Trying to sell their phones to the Chinese for five times what Chinese consumers could afford at the time crippled sales, and Chinese companies were more than willing to crank out cheap, ripped off designs. Nokia responded by dropping the price of their flagship handset to the same as the price of the shanzhai units.
In the last 15 years, the Chinese are no longer stealing designs, but making their own, and still managing to undercut the competition. Android's open source nature has created a virtuous circle, giving phone manufacturers the software they need to power the phones, but leaving it up to the makers to source the hardware.
Attempting to figure out the smartphone market in China isn't easy.
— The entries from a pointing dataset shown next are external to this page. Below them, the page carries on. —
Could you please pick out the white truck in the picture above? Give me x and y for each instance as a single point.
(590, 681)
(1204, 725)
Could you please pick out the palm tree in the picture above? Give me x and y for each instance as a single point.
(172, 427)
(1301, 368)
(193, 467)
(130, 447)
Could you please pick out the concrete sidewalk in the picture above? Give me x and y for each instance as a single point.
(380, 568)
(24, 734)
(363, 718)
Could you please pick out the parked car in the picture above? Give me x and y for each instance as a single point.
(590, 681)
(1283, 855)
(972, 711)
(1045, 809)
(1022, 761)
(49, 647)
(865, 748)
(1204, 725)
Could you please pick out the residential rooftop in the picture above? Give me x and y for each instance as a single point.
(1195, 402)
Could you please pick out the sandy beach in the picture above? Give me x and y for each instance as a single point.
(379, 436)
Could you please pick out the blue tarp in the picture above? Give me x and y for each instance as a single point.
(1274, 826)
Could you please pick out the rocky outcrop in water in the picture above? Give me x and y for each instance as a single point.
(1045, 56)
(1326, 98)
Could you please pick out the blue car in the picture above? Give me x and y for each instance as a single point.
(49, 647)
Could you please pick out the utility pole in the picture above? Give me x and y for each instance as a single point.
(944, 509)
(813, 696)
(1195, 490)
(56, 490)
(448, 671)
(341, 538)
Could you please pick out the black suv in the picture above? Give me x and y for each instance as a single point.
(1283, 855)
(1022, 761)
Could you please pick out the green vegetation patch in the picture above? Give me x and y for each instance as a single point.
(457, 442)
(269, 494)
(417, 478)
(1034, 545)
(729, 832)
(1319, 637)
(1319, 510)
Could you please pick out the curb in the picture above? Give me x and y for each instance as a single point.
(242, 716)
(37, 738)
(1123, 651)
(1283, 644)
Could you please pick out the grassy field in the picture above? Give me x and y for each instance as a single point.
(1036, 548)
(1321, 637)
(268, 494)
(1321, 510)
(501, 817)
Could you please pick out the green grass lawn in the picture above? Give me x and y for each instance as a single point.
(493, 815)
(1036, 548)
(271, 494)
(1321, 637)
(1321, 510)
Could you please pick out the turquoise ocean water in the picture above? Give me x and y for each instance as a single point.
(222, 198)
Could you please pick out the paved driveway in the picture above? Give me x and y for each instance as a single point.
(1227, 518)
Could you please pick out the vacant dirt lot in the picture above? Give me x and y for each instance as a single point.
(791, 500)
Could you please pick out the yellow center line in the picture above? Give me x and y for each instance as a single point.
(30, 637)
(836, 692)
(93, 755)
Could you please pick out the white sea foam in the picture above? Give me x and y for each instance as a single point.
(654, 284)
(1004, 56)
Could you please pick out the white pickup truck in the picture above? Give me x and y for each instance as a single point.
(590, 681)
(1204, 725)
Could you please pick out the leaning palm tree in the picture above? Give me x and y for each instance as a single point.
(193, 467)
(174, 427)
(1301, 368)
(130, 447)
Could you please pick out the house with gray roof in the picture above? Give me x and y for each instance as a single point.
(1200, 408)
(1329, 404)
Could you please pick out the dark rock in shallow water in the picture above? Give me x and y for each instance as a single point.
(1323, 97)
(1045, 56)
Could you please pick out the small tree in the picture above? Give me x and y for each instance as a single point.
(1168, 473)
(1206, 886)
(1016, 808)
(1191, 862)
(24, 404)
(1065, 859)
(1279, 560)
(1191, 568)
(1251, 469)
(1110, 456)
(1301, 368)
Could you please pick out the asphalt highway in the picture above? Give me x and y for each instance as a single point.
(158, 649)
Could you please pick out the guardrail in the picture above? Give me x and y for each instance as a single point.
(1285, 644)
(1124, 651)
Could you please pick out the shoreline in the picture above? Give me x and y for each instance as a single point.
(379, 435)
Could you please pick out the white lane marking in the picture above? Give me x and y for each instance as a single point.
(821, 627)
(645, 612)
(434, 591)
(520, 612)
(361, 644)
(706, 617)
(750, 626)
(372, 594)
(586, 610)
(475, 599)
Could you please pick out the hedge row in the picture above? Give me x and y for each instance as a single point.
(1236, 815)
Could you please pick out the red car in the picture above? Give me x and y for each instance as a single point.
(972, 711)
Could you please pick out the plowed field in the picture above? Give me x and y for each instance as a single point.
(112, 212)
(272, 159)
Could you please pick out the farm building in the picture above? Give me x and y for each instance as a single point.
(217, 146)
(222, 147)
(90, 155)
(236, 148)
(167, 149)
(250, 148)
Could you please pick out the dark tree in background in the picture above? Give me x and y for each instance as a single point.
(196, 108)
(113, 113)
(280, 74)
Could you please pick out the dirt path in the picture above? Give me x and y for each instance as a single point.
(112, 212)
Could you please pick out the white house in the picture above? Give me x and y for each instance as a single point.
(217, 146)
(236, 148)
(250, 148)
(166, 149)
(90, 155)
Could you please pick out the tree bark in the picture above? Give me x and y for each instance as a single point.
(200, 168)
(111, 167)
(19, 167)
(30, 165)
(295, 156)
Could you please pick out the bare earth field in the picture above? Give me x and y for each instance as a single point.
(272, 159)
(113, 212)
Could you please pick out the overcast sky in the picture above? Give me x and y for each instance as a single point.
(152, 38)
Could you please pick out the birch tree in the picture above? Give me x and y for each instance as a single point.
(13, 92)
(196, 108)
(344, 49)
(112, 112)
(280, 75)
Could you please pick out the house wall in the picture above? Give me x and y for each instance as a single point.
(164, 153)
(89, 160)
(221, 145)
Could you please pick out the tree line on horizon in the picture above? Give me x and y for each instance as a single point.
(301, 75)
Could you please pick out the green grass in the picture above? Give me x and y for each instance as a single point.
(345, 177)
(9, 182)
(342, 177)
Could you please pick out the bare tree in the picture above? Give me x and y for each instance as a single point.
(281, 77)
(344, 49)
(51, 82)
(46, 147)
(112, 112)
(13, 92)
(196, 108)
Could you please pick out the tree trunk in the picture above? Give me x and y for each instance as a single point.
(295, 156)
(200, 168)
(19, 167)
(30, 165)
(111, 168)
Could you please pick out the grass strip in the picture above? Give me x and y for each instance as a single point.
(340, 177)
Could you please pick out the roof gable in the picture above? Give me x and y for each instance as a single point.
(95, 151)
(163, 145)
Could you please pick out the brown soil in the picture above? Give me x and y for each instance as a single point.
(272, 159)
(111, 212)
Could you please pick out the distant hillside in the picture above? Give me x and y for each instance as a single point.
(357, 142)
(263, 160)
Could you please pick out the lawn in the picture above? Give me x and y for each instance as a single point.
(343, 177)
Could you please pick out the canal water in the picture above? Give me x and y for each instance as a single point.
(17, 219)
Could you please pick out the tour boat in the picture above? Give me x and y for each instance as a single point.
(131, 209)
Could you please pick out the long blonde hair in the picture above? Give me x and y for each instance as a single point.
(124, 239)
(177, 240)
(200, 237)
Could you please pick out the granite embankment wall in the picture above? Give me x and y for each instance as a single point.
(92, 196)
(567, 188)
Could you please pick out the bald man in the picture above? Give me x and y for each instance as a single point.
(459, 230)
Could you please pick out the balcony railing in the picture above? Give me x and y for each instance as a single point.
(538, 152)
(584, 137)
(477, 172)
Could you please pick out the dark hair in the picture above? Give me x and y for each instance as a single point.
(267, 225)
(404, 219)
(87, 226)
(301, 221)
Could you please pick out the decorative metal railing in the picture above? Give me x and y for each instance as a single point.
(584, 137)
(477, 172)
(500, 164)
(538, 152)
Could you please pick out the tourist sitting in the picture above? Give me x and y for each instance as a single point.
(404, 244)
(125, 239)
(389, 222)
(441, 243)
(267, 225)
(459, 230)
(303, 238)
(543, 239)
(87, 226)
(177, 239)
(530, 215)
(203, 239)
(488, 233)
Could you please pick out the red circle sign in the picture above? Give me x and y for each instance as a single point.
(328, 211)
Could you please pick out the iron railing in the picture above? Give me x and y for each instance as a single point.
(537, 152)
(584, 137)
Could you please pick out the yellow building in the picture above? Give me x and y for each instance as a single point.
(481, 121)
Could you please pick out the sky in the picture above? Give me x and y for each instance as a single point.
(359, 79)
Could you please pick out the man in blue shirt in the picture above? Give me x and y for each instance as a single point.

Despite higher sales than Apple, Samsung hasn't raked in the revenue that's it's Cupertino based rival has:
By right Samsung should have been able to capitalize on this particular weakness of Apple, given that it has a whole range of smartphones with different price points targeted at a variety of consumers. In terms of unit sales, Samsung is doing extraordinarily well, given that analyst firms have consistently ranked Samsung as topping the charts in China’s smartphone shipments.
With Xiaomi making it's much vaunted debut in the Chinese smartphone market has caused something of an upset. Their CEO doesn't want you to call it China's Apple, but they're going to have a hard time dropping that moniker. Even if they aren't aiming at the higher end smartphone market, by smartly tying in services and deals with existing Chinese content providers, they do everything that the average Chinese consumer wants - at a much lower price, depressing the market price for higher end models. Working smarter, means that as Apple and Samsung lick their wounds for Q2 2013 Xiaomi is aiming for double it's revenue in 2013 than it made in 2012.